Sólo una vez me habló de la historia de amor que Oviedo me había mencionado. Era un hecho penoso de su pasado, pero yo había oído decir que las heridas de amor no cierran nunca, de modo que sólo por su iniciativa supe de aquella hermosa joven, Lucrecia, la hija de Alejandro VI, que había sido su amante en unos meses tórridos de comienzos de siglo, y que le había dirigido algunas ardientes cartas de amor. Bembo las conservaba y recordaba haberle escrito cartas igualmente apasionadas, que ella debió destruir para evitar que cayeran en manos de Alfonso de Este, su marido, o de su hermano César, quien también, dijo Bembo, sentía celos de ella. Aquel mundo romano tenía un costado no menos salvaje que cualquier otro, pero una fina telaraña de intrigas y maquinaciones, de ceremonias y disimulos, lo hacía tal vez más peligroso.

Hay hombres que dedican la vida a construir su propia leyenda y a quienes se recuerda en el centro de los acontecimientos: ocurrió así con Dante Alighieri, que hizo el relato de su propio viaje, que se pintó para siempre junto a la dama que no fue suya nunca en la vida, y que se eternizó al lado de los grandes poetas de la antigüedad; ocurrió con Leonardo, que se labró una leyenda de belleza y destreza, y se pintó con un rostro que recordarán las generaciones; y así ocurrió con Colombo, que encontró un mundo nuevo y lo convirtió en el pedestal de su estatua. Hay en cambio hombres que se dedican a engrandecer a los otros, que hacen visible todo lo que los rodea, pero no alcanzan a ser tocados por la luz de la gloria. Bembo era uno de ellos: por su amor volvió mítica a la mujer que lo hizo desdichado; por su talento hizo grandes a sus amigos y los llevó hasta el trono de la Iglesia, que a él no le tocó nunca; por su sabiduría hizo grande a la lengua italiana y le ayudó a fecundar a las otras lenguas latinas, pero él permaneció en una eficiente penumbra.
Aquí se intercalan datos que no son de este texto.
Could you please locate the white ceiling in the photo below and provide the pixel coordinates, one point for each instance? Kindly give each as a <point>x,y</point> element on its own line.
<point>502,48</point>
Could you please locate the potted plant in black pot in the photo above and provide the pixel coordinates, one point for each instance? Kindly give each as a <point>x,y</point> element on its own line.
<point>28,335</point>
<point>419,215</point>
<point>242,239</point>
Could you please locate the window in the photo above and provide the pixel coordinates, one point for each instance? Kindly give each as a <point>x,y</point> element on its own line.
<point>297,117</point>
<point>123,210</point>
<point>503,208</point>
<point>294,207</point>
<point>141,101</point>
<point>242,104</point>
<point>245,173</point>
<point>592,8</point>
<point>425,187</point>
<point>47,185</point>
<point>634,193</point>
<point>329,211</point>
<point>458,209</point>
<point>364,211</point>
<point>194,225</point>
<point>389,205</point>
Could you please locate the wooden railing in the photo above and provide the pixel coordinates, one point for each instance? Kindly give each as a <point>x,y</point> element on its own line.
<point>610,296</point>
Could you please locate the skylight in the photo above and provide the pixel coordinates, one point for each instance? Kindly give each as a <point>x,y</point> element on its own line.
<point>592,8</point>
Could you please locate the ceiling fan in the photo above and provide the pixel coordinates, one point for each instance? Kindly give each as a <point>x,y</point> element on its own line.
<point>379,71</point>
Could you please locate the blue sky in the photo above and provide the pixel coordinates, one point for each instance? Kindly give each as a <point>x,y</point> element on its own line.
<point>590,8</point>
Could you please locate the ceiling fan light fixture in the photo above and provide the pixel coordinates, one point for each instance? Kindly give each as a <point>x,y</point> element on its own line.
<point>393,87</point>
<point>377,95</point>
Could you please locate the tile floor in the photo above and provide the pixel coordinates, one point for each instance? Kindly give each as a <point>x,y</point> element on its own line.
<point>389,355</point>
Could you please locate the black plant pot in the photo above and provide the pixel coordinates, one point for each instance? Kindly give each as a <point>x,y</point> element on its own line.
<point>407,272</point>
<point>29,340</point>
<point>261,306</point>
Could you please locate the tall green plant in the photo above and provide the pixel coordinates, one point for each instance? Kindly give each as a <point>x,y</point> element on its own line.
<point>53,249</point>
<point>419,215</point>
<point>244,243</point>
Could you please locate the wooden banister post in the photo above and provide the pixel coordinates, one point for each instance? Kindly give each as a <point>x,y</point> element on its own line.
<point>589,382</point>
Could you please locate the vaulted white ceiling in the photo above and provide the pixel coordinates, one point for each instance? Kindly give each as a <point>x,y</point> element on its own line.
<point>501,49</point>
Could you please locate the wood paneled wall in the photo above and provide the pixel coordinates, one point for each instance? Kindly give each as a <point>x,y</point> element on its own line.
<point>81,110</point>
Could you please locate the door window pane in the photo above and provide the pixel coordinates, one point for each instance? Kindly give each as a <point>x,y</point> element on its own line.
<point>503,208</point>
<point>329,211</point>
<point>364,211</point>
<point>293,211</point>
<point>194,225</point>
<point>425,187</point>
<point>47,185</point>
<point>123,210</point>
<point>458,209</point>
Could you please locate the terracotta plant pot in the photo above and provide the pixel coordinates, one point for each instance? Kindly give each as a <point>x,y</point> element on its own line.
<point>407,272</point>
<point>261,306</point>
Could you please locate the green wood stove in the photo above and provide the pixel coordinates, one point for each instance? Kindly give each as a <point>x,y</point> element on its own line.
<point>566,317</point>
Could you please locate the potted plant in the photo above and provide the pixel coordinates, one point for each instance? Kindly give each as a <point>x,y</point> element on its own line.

Sospecho que, para la posteridad, este hombre que tuvo como pocos las llaves del cielo será siempre influyente pero casi desconocido, y aunque la humanidad esté familiarizada con sus obras y con su rostro, pocos sabrán que esas obras son suyas y nadie dirá que es el suyo ese rostro.

Fue en el palacio de Bembo donde encontré el retrato de Andrea Navaggiero que pintó Rafael. Basta ver ese retrato para sentir que uno ha conocido a un ser humano, y en este caso a un gran ser humano: el hombre que no sólo aconsejó a Juan Boscán escribir en el modo de Dante y de Petrarca, sino que, para mi alegría, tradujo al italiano los libros de mi maestro Oviedo. Yo aproveché para preguntar al cardenal si había conocido a Rafael, el autor del retrato, y Bembo, con ese estilo suyo inconfundible de no decirlo todo sino de hacer un gesto que significa «espera y verás que tengo una sorpresa para ti», no me respondió nada sino que me llevó por las galenas vaticanas: hasta la Stanza de la Signatura, y me mostró el gran fresco que llaman La escuela de Atenas.

Allí estaban todos los grandes espíritus de la antigüedad representados con la estampa de los grandes personajes del presente de Italia, y yo puedo decirte que esa visita a ver una obra de arte sublime fue uno de los grandes momentos de mi vida. No sólo porque era la pared misma que había pintado el genio de Rafael, porque había retratado a Leonardo en el papel de Platón, a Miguel Ángel en el papel de Heráclito, y a Bramante en el papel de Euclides, sino porque aquel día era Pietro Bembo quien me guiaba, y después de explicarme cada figura del gran fresco del Renacimiento, me mostró en el extremo derecho el autorretrato del artista, al lado de Tolomeo, quien de espaldas lleva en las manos el globo terráqueo, y señalándome al lado la figura de Zoroastro, que lleva en las suyas la esfera celeste, me dijo: «Tal vez esto responda tu pregunta». El rostro de Zoroastro, sosteniendo su esfera de estrellas, era el retrato fiel del cardenal Pietro Bembo.